Exploring the functional versatility of the catalytic reaction of molybdoenzymes: a critical view of formate dehydrogenase

Molybdoenzymes are widespread in all domains of life and catalyze key steps in carbon, sulfur and nitrogen metabolism. In the DMSO reductase family of molybdenum enzymes present only in prokaryotes, the molybdenum coordination sphere generally is composed of two dithiolene groups from two molybdopterin (MPT) guanine dinucleotide (MGD) molecules, one amino acid ligand from the protein backbone and a Mo=O or =S group as sixth ligand. Overall Mo-containing enzymes were shown by Holm and coworkers in the 1980ies to catalyze classical oxygen-atom transfer (OAT) reactions. In OATs the oxygen atom from water is transferred to the substrate which is oxidized, or in the opposite direction, from the substrate to yield water; these reactions are coupled to the reversible transfer of two electrons and two protons in the course of the transformation cycles.

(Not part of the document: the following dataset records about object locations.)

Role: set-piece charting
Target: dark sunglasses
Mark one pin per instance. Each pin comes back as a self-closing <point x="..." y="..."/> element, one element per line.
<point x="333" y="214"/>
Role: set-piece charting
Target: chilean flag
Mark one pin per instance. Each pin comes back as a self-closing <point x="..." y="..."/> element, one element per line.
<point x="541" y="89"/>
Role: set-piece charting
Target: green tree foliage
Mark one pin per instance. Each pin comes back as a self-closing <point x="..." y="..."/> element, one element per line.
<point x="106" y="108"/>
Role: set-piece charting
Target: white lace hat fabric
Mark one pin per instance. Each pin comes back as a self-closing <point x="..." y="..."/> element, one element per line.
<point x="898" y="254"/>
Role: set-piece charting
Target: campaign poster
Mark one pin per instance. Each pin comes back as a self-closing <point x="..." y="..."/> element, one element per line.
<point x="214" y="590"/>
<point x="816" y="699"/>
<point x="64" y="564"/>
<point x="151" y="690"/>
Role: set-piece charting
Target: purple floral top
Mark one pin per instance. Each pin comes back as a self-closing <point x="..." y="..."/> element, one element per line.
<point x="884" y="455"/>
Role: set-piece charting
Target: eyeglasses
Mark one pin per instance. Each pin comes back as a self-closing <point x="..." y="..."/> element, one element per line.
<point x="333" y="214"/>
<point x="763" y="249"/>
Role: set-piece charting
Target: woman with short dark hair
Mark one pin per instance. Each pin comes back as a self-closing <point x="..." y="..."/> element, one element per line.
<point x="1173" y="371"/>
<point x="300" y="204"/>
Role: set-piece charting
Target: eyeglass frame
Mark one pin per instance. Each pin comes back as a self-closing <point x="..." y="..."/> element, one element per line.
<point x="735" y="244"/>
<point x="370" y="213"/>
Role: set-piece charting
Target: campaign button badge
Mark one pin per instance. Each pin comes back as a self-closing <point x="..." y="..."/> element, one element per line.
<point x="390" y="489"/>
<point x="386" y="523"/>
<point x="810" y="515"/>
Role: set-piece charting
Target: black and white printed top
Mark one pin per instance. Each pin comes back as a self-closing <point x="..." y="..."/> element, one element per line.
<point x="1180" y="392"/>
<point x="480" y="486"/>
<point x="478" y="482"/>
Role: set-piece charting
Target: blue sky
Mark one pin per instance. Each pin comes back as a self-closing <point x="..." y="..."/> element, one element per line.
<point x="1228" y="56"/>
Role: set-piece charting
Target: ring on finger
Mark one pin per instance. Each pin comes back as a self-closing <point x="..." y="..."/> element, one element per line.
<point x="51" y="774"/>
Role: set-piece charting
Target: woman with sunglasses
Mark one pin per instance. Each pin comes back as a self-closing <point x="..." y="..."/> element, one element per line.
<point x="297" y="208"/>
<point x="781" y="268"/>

The electrons are directly transferred to the Mo metal ion of the cofactor and the metals cycle between the MoIV and MoVI oxidation states with MoV as intermediate state. However, some enzymes have been proposed to present exceptions from this reaction to catalyse substrate reduction or oxidation without classical oxygen atom transfer. We critically want to discuss these exceptions and present a model for the reaction mechanism possibly catalysed by molybdoenzymes of the DMSO reductase family with the example of formate dehydrogenase.